The next improvement will be a list on the inside of the door to list the contents of each shelf. However as there are many more items than in the freezer, I think our freezer whiteboard solution won’t work. Any ideas?

Kitchen Organisation: Freezer

When I was a kid, mum had an enormous chest freezer. I have strong memories of being asked to go and fetch something and having to move half the contents around in order to find something right at the bottom, not to mention my fear of falling in and freezing to death!

So we don’t have a chest freezer.

Instead, we have an under-counter fridge (with no space wasted with tiny box freezer compartment) and a separate upright freezer with drawers. It’s fairly old now, but – touch wood – it’s still working fine.

The main challenge over the years has been to remember what we have in it, and which drawer everything is in.

Previously, we’d periodically take everything out into cool boxes and re-sort the contents back into themed drawers, one for meat, one for frozen ingredients such as vegetables and stock, another for frozen meals… but the problem was that, over time, new items were inevitably shoved in wherever we could find space, items were moved around and the system fell apart.

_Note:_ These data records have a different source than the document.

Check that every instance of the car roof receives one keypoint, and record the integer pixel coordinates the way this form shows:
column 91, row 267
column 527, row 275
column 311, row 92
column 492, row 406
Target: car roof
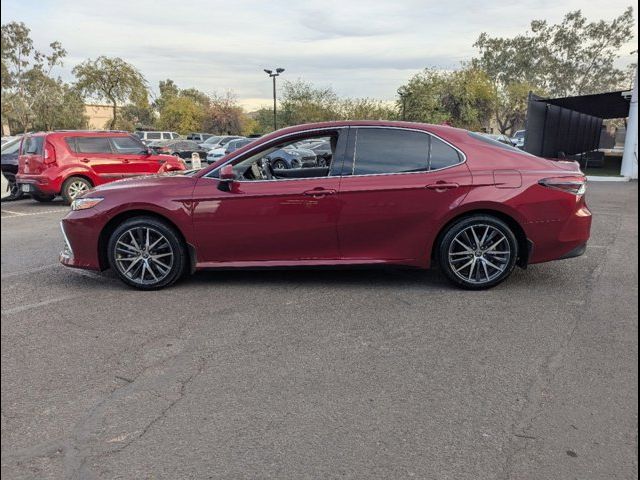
column 83, row 133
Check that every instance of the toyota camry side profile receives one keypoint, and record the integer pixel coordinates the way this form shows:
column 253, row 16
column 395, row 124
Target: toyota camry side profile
column 389, row 193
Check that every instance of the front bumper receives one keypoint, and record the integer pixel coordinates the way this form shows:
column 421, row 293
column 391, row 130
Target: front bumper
column 80, row 232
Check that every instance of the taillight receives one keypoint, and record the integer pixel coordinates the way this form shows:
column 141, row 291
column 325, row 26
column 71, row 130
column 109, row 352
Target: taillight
column 576, row 185
column 49, row 154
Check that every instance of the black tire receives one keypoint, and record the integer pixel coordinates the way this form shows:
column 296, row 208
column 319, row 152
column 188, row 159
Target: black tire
column 14, row 189
column 459, row 263
column 42, row 198
column 175, row 268
column 279, row 164
column 74, row 186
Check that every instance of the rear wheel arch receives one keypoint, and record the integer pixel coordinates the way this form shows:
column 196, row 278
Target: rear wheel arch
column 523, row 242
column 110, row 227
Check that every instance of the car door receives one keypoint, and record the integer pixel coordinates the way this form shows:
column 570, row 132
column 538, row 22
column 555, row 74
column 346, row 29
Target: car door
column 392, row 198
column 134, row 156
column 96, row 153
column 268, row 222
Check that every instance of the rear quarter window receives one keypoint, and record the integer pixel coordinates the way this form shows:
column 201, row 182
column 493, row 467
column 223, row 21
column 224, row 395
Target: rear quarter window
column 32, row 146
column 442, row 155
column 93, row 145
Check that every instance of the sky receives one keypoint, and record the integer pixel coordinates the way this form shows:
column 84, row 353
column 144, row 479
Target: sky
column 359, row 48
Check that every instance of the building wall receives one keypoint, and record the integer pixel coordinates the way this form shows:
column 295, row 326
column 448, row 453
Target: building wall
column 99, row 115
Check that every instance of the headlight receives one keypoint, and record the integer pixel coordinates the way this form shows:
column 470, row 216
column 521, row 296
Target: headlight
column 84, row 203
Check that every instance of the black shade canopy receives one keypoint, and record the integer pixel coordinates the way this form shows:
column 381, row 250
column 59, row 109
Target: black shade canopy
column 601, row 105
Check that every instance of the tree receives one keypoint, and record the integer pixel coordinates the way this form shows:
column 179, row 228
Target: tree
column 575, row 57
column 182, row 114
column 58, row 106
column 463, row 98
column 113, row 80
column 26, row 74
column 225, row 116
column 302, row 102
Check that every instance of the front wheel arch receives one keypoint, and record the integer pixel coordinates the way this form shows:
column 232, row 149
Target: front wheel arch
column 524, row 245
column 109, row 228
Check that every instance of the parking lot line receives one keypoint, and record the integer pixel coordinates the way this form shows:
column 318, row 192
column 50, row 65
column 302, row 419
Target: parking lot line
column 11, row 213
column 29, row 306
column 31, row 270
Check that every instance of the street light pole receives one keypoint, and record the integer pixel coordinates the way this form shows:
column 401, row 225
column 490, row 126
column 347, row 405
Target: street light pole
column 273, row 75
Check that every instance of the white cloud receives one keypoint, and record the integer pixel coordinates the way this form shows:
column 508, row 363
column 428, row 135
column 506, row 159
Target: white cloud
column 361, row 48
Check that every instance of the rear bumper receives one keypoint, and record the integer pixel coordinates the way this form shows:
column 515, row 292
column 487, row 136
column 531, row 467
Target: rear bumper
column 561, row 239
column 39, row 184
column 576, row 252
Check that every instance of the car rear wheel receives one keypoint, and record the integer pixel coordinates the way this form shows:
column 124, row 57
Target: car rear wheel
column 478, row 252
column 146, row 253
column 74, row 186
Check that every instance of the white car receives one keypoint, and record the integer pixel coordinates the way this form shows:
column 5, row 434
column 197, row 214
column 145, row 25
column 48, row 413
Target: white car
column 216, row 154
column 218, row 141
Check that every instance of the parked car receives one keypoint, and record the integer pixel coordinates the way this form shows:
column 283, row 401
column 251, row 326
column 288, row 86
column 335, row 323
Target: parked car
column 395, row 194
column 10, row 168
column 69, row 163
column 292, row 157
column 233, row 145
column 199, row 137
column 179, row 148
column 518, row 138
column 218, row 141
column 321, row 148
column 149, row 136
column 220, row 149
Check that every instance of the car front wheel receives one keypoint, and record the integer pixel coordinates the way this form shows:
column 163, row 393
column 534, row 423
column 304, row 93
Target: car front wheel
column 146, row 253
column 478, row 252
column 73, row 187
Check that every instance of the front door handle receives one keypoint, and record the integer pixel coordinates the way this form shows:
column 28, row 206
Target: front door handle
column 319, row 192
column 442, row 186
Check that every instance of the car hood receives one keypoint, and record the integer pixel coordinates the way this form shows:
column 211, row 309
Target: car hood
column 163, row 180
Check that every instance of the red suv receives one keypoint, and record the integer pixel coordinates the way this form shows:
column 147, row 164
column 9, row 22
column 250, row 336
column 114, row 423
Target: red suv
column 71, row 162
column 390, row 193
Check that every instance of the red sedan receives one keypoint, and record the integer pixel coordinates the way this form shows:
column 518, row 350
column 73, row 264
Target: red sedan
column 390, row 193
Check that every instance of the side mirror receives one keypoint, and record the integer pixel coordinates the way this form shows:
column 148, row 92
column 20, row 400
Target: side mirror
column 227, row 174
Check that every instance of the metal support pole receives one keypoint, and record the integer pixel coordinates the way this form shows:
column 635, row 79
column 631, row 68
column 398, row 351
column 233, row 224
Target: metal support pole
column 275, row 118
column 630, row 156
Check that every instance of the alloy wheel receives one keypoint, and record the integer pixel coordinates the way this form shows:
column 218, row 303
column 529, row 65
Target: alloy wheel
column 143, row 255
column 76, row 188
column 479, row 254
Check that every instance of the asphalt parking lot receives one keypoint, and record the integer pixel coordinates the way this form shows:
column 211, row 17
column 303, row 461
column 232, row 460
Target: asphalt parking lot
column 321, row 374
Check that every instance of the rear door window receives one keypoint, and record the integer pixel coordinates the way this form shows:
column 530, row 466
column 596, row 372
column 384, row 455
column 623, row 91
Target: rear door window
column 385, row 150
column 128, row 145
column 93, row 145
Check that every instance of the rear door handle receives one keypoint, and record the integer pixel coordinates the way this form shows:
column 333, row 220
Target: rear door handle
column 319, row 192
column 442, row 186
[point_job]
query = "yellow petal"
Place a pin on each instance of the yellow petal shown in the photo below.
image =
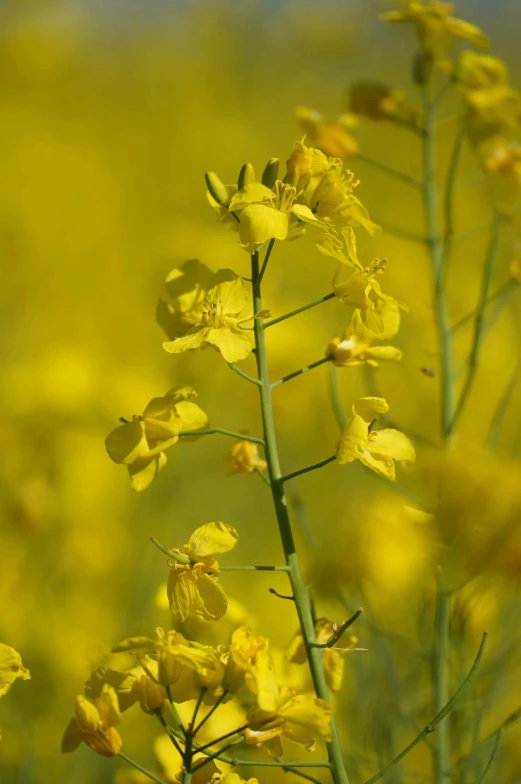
(212, 601)
(11, 668)
(253, 193)
(127, 442)
(233, 345)
(352, 442)
(260, 223)
(192, 417)
(210, 539)
(393, 443)
(228, 290)
(370, 407)
(192, 340)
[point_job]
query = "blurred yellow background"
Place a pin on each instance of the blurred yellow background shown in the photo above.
(111, 114)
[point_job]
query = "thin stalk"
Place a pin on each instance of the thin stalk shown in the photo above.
(295, 312)
(479, 318)
(241, 373)
(139, 767)
(412, 181)
(431, 727)
(250, 568)
(169, 732)
(441, 680)
(496, 426)
(264, 764)
(507, 286)
(301, 371)
(437, 252)
(298, 586)
(307, 469)
(217, 755)
(211, 431)
(340, 631)
(210, 712)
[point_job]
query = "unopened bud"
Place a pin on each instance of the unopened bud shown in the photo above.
(216, 188)
(270, 173)
(246, 176)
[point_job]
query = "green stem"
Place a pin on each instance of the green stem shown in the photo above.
(340, 631)
(302, 370)
(437, 719)
(241, 373)
(307, 469)
(139, 767)
(298, 586)
(389, 170)
(298, 310)
(479, 317)
(437, 252)
(211, 431)
(441, 680)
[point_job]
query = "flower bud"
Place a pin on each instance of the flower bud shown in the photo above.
(216, 188)
(270, 173)
(246, 176)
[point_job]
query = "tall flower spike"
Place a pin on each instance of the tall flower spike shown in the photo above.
(140, 444)
(301, 718)
(193, 588)
(376, 449)
(220, 323)
(436, 27)
(94, 723)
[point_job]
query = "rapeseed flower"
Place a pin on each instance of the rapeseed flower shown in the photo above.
(172, 661)
(180, 306)
(332, 138)
(219, 323)
(436, 27)
(140, 444)
(192, 586)
(94, 723)
(301, 718)
(244, 458)
(354, 347)
(376, 449)
(381, 102)
(11, 668)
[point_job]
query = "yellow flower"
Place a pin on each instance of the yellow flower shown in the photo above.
(11, 668)
(381, 102)
(244, 458)
(219, 325)
(330, 199)
(515, 269)
(250, 663)
(170, 660)
(362, 291)
(180, 307)
(436, 27)
(332, 138)
(140, 444)
(354, 348)
(301, 718)
(93, 724)
(265, 213)
(503, 159)
(192, 587)
(376, 449)
(332, 658)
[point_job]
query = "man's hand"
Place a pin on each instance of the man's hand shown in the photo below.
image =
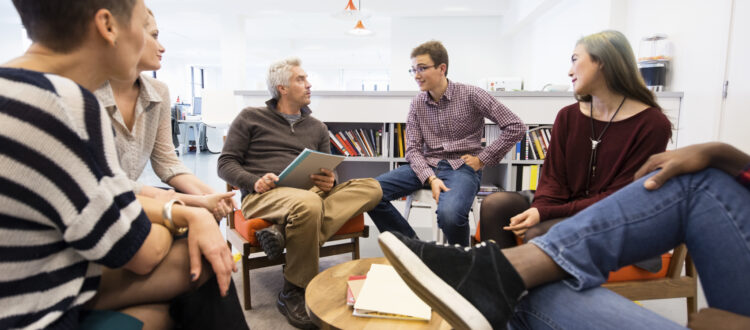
(163, 195)
(673, 163)
(712, 318)
(266, 183)
(473, 162)
(325, 180)
(437, 187)
(204, 238)
(523, 221)
(220, 204)
(691, 159)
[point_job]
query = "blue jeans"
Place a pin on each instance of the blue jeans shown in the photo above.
(557, 306)
(452, 211)
(708, 211)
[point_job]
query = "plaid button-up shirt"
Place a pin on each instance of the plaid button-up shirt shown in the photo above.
(744, 177)
(453, 127)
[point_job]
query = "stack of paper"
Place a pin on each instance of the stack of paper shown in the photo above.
(384, 294)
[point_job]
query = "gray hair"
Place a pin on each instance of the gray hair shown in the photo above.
(279, 74)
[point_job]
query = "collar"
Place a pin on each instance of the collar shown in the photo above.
(273, 105)
(448, 95)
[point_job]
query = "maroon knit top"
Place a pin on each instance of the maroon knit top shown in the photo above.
(625, 146)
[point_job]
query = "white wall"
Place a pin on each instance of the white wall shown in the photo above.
(698, 30)
(11, 38)
(474, 50)
(541, 46)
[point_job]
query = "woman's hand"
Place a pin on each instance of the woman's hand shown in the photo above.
(219, 204)
(205, 239)
(523, 221)
(437, 187)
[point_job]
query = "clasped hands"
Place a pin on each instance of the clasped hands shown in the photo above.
(324, 181)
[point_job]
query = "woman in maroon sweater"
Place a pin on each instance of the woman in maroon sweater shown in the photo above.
(596, 147)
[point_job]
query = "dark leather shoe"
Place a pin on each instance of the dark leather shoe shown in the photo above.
(271, 241)
(292, 305)
(470, 287)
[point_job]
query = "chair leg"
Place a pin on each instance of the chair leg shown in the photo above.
(355, 252)
(692, 303)
(246, 282)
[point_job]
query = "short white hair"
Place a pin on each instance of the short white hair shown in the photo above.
(279, 74)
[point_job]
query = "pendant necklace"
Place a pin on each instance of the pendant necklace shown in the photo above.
(596, 140)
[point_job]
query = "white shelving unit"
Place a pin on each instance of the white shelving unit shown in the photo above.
(349, 110)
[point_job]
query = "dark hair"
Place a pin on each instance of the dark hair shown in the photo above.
(61, 24)
(436, 50)
(612, 50)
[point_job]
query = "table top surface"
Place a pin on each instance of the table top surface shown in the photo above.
(325, 297)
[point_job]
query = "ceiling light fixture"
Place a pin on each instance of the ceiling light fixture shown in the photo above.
(351, 12)
(360, 30)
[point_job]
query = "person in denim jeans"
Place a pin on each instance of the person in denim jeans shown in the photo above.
(699, 196)
(443, 146)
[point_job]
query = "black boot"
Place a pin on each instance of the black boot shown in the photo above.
(205, 308)
(271, 240)
(470, 287)
(291, 303)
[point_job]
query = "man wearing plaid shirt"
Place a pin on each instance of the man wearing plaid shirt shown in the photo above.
(443, 146)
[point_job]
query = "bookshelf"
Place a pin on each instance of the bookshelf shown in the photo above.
(384, 110)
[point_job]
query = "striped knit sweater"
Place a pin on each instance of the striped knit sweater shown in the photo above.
(66, 207)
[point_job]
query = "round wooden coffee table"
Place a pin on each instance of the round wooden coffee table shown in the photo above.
(325, 299)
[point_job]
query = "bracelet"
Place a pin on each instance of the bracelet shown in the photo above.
(167, 214)
(430, 179)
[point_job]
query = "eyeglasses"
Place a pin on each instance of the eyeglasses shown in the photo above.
(420, 69)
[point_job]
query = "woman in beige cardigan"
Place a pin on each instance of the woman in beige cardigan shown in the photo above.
(140, 113)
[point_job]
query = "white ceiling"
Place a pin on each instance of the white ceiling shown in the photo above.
(382, 8)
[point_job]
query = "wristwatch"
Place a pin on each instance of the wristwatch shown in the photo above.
(167, 214)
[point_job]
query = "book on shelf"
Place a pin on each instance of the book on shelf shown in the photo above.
(378, 140)
(354, 143)
(338, 145)
(527, 177)
(345, 143)
(400, 139)
(363, 142)
(368, 143)
(533, 177)
(537, 145)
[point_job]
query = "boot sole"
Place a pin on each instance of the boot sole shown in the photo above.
(294, 323)
(266, 237)
(446, 301)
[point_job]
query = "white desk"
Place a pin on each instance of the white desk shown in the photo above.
(185, 125)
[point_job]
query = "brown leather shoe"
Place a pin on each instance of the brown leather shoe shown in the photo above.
(291, 303)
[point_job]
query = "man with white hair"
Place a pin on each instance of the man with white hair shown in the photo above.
(261, 142)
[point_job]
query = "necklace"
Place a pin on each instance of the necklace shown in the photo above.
(596, 140)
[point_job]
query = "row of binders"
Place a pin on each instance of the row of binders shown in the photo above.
(368, 142)
(357, 142)
(534, 144)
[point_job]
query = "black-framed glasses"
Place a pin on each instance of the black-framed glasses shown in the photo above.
(420, 68)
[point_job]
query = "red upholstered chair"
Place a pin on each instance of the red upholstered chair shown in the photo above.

This is what I came up with a few years ago:

Our solution

  • Fix a large sheet of sticky-back white board to the front of the freezer. This is not expensive, and available from stationery suppliers.
  • Draw lines to divide the white board into drawers, as per your freezer unit.
  • Use a white board pen to write down everything that goes into the freezer, in the space for the relevant drawer.
  • Whenever you take something out to use, rub it off the board.
  • If you move something to make space for something else, update the board with its new drawer location.
  • If an item has a short freezer life, add the date you put it into the freezer.
  • Regularly scan the list so you can make plans to use up older items, and avoid buying items you already have.


It might not be the most attractive appliance, but our kitchen wouldn’t be featured in any home design magazine anyway! And it works very well for us.

What do you think?

Do you have any tips to share for better kitchen organisation?


Note: I wrote this post a couple of weeks ago, and it’s been sitting in the scheduled posts queue since then. Some of you will have seen my anguished tweets a couple of days ago when we returned home from a couple of days in Kent to discover that our freezer was switched off. (One of us must have knocked the power switch, accidentally). Having the information on the front allowed us to more quickly check the status of the contents without keeping the freezer open very long. We discovered that the top shelf and the lower two drawers, both less densely packed, had suffered most but that the contents of the meat drawer, chock full and with other drawers above and below, were still frozen solid.